Can an algorithm write a better news story than a human reporter?

April 8, 2013

Every 30 seconds or so, an algorithm developed by Narrative Science produces a computer-written news story, Wired reports.

The articles run on the websites of respected publishers like Forbes, as well as other Internet media powers (many of which are keeping their identities private).

Niche news services hire Narrative Science to write updates for their subscribers, be they sports fans, small-cap investors, or fast-food franchise owners.

And the articles don’t read like robots wrote them:

Friona fell 10-8 to Boys Ranch in five innings on Monday at Friona despite racking up seven hits and eight runs. Friona was led by a flawless day at the dish by Hunter Sundre, who went 2-2 against Boys Ranch pitching. Sundre singled in the third inning and tripled in the fourth inning … Friona piled up the steals, swiping eight bags in all …

Narrative Science’s algorithms built the article using pitch-by-pitch game data that parents entered into an iPhone app called GameChanger. Last year the software produced nearly 400,000 accounts of Little League games. This year that number is expected to top 1.5 million.

For Narrative Science’s CTO and cofounder, Kristian Hammond, these stories are only the first step toward what will eventually become a news universe dominated by computer-generated stories. How dominant? “More than 90 percent,” says Hammond.

This robonews tsunami, he insists, will not wash away the remaining human reporters who still collect paychecks. Whew! Was getting worried there. — Editor.

Instead the universe of newswriting will expand dramatically, as computers mine vast troves of data to produce ultracheap, totally readable accounts of events, trends, and developments that no journalist is currently covering.

That’s not to say that computer-generated stories will remain in the margins, limited to producing more and more Little League write-ups and formulaic earnings previews. Hammond was recently asked for his reaction to a prediction that a computer would win a Pulitzer Prize within 20 years. He disagreed. It would happen, he said, in five.

Narrative Science’s writing engine requires several steps. First, it must amass high-quality data. Then the algorithms must fit that data into some broader understanding of the subject matter. (For instance, they must know that the team with the highest number of “runs” is declared the winner of a baseball game.) So Narrative Science’s engineers program a set of rules that govern each subject, be it corporate earnings or a sporting event.

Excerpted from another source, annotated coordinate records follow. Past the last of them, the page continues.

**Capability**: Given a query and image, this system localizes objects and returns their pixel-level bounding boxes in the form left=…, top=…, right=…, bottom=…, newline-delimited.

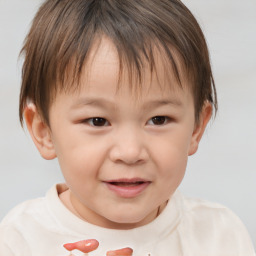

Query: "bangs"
left=20, top=0, right=217, bottom=124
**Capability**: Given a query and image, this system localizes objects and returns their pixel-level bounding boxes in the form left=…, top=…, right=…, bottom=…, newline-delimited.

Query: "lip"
left=104, top=178, right=151, bottom=198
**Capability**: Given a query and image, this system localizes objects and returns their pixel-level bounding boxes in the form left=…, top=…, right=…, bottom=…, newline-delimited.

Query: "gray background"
left=0, top=0, right=256, bottom=249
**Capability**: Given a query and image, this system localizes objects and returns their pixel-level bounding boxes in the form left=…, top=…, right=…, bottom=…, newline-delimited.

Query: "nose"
left=109, top=128, right=148, bottom=165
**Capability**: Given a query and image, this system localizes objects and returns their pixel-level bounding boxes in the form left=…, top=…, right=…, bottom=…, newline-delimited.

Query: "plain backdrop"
left=0, top=0, right=256, bottom=249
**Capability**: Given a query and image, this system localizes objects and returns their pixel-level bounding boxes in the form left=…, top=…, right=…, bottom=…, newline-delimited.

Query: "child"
left=0, top=0, right=254, bottom=256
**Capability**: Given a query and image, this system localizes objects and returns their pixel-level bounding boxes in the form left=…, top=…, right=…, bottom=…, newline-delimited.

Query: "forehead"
left=64, top=37, right=191, bottom=98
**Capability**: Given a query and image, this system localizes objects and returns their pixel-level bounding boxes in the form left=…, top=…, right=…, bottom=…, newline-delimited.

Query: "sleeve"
left=0, top=225, right=31, bottom=256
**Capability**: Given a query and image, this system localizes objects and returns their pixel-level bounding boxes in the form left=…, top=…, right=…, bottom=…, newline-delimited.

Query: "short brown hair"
left=19, top=0, right=217, bottom=125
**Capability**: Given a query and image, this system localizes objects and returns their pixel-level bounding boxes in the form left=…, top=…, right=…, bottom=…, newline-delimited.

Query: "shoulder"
left=0, top=198, right=46, bottom=227
left=177, top=193, right=254, bottom=255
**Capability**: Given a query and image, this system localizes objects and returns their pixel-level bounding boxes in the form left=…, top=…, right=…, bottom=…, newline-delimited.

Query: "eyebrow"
left=143, top=99, right=183, bottom=109
left=71, top=97, right=115, bottom=109
left=72, top=97, right=183, bottom=110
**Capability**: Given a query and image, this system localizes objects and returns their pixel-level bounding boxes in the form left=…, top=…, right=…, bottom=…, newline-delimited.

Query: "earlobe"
left=188, top=102, right=212, bottom=156
left=24, top=103, right=56, bottom=160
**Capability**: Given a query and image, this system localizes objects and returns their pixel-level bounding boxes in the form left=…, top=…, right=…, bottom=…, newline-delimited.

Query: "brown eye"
left=88, top=117, right=108, bottom=126
left=150, top=116, right=167, bottom=125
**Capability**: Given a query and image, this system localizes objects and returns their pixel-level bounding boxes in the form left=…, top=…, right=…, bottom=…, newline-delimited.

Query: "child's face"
left=29, top=37, right=211, bottom=228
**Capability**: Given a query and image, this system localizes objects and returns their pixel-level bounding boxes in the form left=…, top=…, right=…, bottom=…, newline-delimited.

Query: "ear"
left=188, top=101, right=212, bottom=156
left=24, top=103, right=56, bottom=160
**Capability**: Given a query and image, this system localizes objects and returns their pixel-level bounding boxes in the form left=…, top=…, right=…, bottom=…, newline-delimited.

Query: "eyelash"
left=83, top=116, right=171, bottom=127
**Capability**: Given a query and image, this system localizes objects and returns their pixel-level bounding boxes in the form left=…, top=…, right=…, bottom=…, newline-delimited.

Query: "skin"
left=24, top=39, right=212, bottom=234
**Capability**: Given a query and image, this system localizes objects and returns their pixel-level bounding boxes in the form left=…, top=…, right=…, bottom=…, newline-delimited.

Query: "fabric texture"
left=0, top=184, right=255, bottom=256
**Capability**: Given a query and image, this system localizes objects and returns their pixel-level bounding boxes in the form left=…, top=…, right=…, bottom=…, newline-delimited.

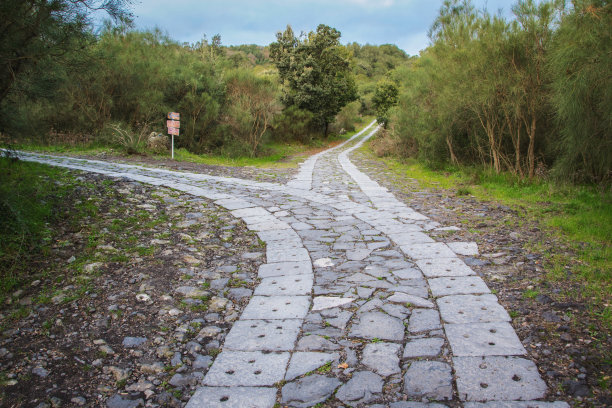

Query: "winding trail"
left=11, top=122, right=567, bottom=408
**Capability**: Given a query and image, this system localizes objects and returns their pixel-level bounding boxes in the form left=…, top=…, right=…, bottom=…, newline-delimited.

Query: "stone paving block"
left=453, top=356, right=546, bottom=401
left=404, top=361, right=453, bottom=400
left=387, top=292, right=434, bottom=308
left=255, top=275, right=313, bottom=296
left=444, top=322, right=526, bottom=356
left=240, top=296, right=310, bottom=320
left=438, top=294, right=511, bottom=323
left=312, top=296, right=355, bottom=312
left=446, top=242, right=478, bottom=256
left=202, top=351, right=289, bottom=387
left=231, top=207, right=271, bottom=218
left=349, top=312, right=404, bottom=340
left=266, top=248, right=310, bottom=263
left=429, top=276, right=491, bottom=297
left=223, top=319, right=302, bottom=351
left=215, top=198, right=257, bottom=211
left=403, top=337, right=444, bottom=358
left=463, top=401, right=569, bottom=408
left=389, top=401, right=448, bottom=408
left=258, top=261, right=312, bottom=278
left=257, top=229, right=301, bottom=242
left=400, top=242, right=457, bottom=260
left=361, top=343, right=401, bottom=377
left=388, top=231, right=435, bottom=246
left=285, top=351, right=340, bottom=381
left=416, top=257, right=475, bottom=278
left=281, top=374, right=342, bottom=408
left=185, top=387, right=276, bottom=408
left=336, top=371, right=383, bottom=406
left=247, top=220, right=293, bottom=232
left=408, top=309, right=442, bottom=333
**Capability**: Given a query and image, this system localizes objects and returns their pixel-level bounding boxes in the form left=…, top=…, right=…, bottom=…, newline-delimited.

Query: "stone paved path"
left=13, top=124, right=567, bottom=408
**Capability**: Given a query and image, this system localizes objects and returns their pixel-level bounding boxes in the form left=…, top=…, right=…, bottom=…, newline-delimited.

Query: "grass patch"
left=382, top=153, right=612, bottom=330
left=0, top=158, right=69, bottom=297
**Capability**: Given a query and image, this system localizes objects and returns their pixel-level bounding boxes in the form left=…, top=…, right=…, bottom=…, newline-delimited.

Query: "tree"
left=0, top=0, right=131, bottom=102
left=270, top=24, right=357, bottom=136
left=225, top=70, right=277, bottom=157
left=372, top=79, right=399, bottom=128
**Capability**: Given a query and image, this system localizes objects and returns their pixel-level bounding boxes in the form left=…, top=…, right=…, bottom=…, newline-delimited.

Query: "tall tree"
left=270, top=24, right=357, bottom=136
left=0, top=0, right=130, bottom=102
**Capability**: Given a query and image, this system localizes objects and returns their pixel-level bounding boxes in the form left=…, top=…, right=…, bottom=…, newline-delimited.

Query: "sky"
left=132, top=0, right=515, bottom=55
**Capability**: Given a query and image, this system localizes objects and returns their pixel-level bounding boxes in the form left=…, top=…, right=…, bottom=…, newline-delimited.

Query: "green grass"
left=12, top=117, right=373, bottom=168
left=376, top=153, right=612, bottom=330
left=0, top=158, right=72, bottom=297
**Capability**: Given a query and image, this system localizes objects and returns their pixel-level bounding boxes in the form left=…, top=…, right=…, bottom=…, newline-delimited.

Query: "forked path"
left=15, top=124, right=567, bottom=408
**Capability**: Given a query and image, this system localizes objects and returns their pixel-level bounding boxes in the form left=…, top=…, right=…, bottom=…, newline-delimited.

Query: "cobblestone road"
left=15, top=123, right=567, bottom=408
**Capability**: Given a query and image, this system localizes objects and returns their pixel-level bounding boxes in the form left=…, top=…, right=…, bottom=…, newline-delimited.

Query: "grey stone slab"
left=285, top=351, right=340, bottom=381
left=257, top=229, right=300, bottom=242
left=336, top=371, right=383, bottom=405
left=223, top=319, right=302, bottom=351
left=202, top=351, right=289, bottom=387
left=281, top=374, right=341, bottom=408
left=388, top=231, right=435, bottom=246
left=312, top=296, right=355, bottom=311
left=446, top=242, right=478, bottom=256
left=361, top=343, right=401, bottom=377
left=387, top=292, right=434, bottom=308
left=438, top=294, right=510, bottom=323
left=391, top=268, right=423, bottom=279
left=444, top=322, right=526, bottom=356
left=349, top=312, right=404, bottom=340
left=389, top=401, right=448, bottom=408
left=266, top=247, right=310, bottom=263
left=296, top=334, right=340, bottom=351
left=215, top=198, right=256, bottom=211
left=463, top=401, right=569, bottom=408
left=185, top=387, right=276, bottom=408
left=240, top=296, right=310, bottom=320
left=453, top=356, right=546, bottom=401
left=400, top=242, right=457, bottom=260
left=404, top=361, right=453, bottom=400
left=408, top=309, right=442, bottom=333
left=258, top=261, right=312, bottom=278
left=232, top=207, right=271, bottom=218
left=255, top=275, right=313, bottom=296
left=429, top=276, right=491, bottom=297
left=247, top=219, right=291, bottom=232
left=403, top=337, right=444, bottom=358
left=416, top=258, right=475, bottom=278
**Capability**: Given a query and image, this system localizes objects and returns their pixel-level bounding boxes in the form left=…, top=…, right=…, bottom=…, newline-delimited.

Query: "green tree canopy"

But how to turn that analysis into prose? The company has hired a team of “meta-writers,” trained journalists who have built a set of templates. Then comes the structure.

Once Narrative Science had mastered the art of telling sports and finance stories, the company realized that it could produce much more than journalism. Indeed, anyone who needed to translate and explain large sets of data could benefit from its services. Requests poured in from people who were buried in spreadsheets and charts.

It turned out that those people would pay to convert all that confusing information into a couple of readable paragraphs that hit the key points.

When the company was just getting started, meta-writers had to painstakingly educate the system every time it tackled a new subject. But before long they developed a platform that made it easier for the algorithm to learn about new domains.

Narrative Science’s main rival in automated story creation, a North Carolina company founded as Stat Sheet, has broadened its mission in similar fashion.

And the subject matter keeps getting more diverse. Narrative Science was hired by a fast-food company to write a monthly report for its franchise operators that analyzes sales figures, compares them to regional peers, and suggests particular menu items to push. What’s more, the low cost of transforming data into stories makes it practical to write even for an audience of one.

For now, though, journalism remains at the company’s core. And like any cub reporter, Narrative Science has dreams of glory — to identify and break big stories. To do that, it will have to invest in sophisticated machine-learning and data-mining technologies. It will also have to get deeper into the business of understanding natural language, which would allow it to access information and events that can’t be expressed in a spreadsheet.

Hammond believes that as Narrative Science grows, its stories will go higher up the journalism food chain — from commodity news to explanatory journalism and, ultimately, detailed long-form articles. Maybe at some point, humans and algorithms will collaborate, with each partner playing to its strength.